Furthermore, targeting mitochondrial dynamics can be a strategy to modulate heteroplasmy in mtDNA mutations. Thus, it has been suggested that mitochondrial fission prevents the increase of heteroplasmy in cell models of mitochondrial diseases. In fact, it has been observed that the knockdown of Drp1 causes an increase of percentage of heteroplasmy from 80% to 96% of m.3243A > G in a cell culture of rhabdomyosarcoma [114]. Overexpression of Parkin in cybrids with 80% of mutated mtDNA (cytochrome c oxidase I mutation) led to an increase in mitophagy, which allowed a reduction of the mutational load up to 26.7%, and most importantly, this reduction remained over time [64]. Moreover, cytochrome c oxidase (COX) activity was restored in cybrid cells enriched for wild-type mtDNA, indicating that a decrease of heteroplasmy could improve the pathophysiology of the disease.
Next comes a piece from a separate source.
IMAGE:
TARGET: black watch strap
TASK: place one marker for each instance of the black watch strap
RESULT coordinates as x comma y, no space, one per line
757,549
Therefore, upregulation of Parkin expression may be beneficial for hereditary mitochondrial diseases. These findings also indicate that endogenous Parkin levels may be a limiting factor for the negative selection of dysfunctional mitochondria in some cell types. Thus, low levels of Parkin may prevent the physiological elimination of damaged mitochondria with a high level of heteroplasmy, which are accumulated in the cells and cause the symptoms of the disease.

12. Conclusions

Mitochondrial dynamics are essential during embryonic development and tissue homeostasis and its alterations are underlying in several neuropathies and myopathies. Mitochondrial fusion and fission are multi-factorial processes that control mitochondrial shape and function. In addition, these opposing processes have reciprocal interactions with mitochondrial transport and mitophagy.
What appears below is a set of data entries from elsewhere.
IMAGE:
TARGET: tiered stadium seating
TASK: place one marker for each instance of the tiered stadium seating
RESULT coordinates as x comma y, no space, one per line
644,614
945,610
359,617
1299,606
Taken together, the studies reviewed here clearly indicate that perturbations in mitochondrial dynamics are directly or indirectly involved in mitochondrial disorders. With the exception of direct mutations in mitochondrial fusion/fission proteins, most of the alterations in mitochondrial dynamics are secondary side effect of the OXPHOS defects associated with mitochondrial disorders. That implies that dysfunction of mitochondrial dynamics causes mitochondrial diseases and conversely, mitochondria alterations affect mitochondrial dynamics.

Manipulation of mitochondrial fusion and fission may alleviate the phenotype in mitochondrial diseases by optimizing energy production, mitophagy and ROS reduction. There are compelling reasons for envisioning that the modulation of mitochondrial dynamics will ultimately lead to new therapeutic approaches for mitochondrial diseases.